In commercio dal 1974 con il marchio Roundup registrato da Monsanto, il glifosato è stato in realtà utilizzato per decenni in ambito tanto agricolo quanto urbano senza che vi fossero obiezioni di sorta: semplicità di utilizzo, efficacia e basso costo ne hanno fatto rapidamente il disinfestante più diffuso al mondo. Nel 2015, tuttavia, dopo anni di crescenti dubbi e polemiche, l’Agenzia Internazionale per la Ricerca sul Cancro (Airc) che fa capo all’Oms ha classificato il glifosato come «probabilmente cancerogeno»: un’etichetta, va detto, che viene attribuita in via precauzionale a sostanze per le quali è stata riscontrata un’evidenza limitata sull’uomo, ma sufficiente sugli animali.
Nello stesso anno, l’Agenzia europea per la sicurezza alimentare (Efsa) ha dato parere esattamente opposto: pur essendo opportuno prevedere dei limiti di utilizzo in via precauzionale, è «improbabile» che il glifosato abbia effetti cancerogeni sull’uomo.

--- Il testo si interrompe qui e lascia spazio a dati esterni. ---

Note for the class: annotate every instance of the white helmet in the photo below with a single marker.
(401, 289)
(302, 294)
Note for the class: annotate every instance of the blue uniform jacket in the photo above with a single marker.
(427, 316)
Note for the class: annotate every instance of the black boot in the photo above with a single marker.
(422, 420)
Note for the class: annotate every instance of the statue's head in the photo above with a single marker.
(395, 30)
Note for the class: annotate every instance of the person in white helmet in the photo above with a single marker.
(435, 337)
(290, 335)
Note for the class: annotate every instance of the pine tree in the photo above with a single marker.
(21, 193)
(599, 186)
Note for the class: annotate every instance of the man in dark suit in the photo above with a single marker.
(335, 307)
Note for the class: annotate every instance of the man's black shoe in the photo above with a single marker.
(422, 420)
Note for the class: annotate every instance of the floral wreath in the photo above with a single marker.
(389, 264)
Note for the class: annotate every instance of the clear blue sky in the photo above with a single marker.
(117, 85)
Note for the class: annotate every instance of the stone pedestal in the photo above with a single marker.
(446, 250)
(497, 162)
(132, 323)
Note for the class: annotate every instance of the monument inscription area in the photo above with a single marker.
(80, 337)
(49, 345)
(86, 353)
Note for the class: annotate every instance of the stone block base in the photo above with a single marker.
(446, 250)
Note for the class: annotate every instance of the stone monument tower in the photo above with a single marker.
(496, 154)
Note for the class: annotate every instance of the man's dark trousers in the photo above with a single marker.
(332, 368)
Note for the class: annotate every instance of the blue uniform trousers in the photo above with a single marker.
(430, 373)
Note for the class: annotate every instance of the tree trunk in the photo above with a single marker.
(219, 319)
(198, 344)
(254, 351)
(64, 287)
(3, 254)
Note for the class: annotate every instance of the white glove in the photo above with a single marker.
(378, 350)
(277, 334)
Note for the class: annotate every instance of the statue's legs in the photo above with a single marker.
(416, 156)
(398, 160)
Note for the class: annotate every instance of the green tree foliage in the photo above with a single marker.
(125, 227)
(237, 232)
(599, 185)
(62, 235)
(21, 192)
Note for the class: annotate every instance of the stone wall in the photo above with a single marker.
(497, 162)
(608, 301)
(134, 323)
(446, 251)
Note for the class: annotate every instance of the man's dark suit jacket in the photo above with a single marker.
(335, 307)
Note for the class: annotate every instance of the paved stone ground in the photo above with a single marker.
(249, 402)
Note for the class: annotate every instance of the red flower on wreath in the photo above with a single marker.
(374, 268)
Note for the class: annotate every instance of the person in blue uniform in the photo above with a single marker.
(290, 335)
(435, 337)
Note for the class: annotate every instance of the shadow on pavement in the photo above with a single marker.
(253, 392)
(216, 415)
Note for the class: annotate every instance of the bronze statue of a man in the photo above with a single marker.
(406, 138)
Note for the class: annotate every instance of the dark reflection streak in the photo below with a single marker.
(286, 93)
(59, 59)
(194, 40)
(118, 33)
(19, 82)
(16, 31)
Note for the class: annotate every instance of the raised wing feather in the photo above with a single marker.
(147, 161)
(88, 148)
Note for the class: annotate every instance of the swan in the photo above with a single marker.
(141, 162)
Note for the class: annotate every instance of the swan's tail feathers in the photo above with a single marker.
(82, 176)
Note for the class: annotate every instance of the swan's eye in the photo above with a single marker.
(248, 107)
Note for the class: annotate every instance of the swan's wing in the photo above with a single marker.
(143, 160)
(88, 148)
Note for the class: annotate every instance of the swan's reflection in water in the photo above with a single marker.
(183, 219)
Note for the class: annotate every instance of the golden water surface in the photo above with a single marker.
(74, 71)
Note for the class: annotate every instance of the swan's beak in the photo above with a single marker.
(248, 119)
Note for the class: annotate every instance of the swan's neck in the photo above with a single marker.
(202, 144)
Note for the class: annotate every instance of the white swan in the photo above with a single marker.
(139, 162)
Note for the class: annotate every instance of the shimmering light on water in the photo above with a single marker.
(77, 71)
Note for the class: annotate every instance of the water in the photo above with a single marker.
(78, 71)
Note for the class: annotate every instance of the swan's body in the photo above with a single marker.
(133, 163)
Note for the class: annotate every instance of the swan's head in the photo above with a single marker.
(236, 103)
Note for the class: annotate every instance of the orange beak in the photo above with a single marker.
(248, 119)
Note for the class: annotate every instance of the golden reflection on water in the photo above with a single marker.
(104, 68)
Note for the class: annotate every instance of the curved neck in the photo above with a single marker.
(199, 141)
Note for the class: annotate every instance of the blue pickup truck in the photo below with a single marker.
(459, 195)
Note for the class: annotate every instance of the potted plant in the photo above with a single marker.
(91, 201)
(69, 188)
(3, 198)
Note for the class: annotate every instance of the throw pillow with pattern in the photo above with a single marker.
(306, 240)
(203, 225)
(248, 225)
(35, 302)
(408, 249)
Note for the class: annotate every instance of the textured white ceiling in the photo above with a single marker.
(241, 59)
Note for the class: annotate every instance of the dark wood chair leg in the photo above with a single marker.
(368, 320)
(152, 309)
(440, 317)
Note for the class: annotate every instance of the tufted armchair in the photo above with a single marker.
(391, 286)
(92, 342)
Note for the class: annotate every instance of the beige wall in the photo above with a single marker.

Un via libera segnato dalle polemiche dopo la scoperta da parte di alcuni giornali che porzioni intere del rapporto riprendevano parola per parola il dossier presentato da Monsanto. Dopo numerosi rinvii, lo scorso novembre gli Stati membri dell’Ue hanno comunque preso atto del parere e deliberato di consentire la commercializzazione della sostanza per altri cinque anni.
Ma sulla questione il blocco resta diviso: il gruppo dei Paesi «sconfitti» non ha potuto che piegarsi alle regole decise dal voto a maggioranza qualificata, ma resta molto scettico.
Tra essi l’Italia, che già dal 2016 ha deciso di limitare l’uso del diserbante vietandolo in aree ad alta frequentazione come parchi, giardini, campi sportivi e aree gioco per bimbi.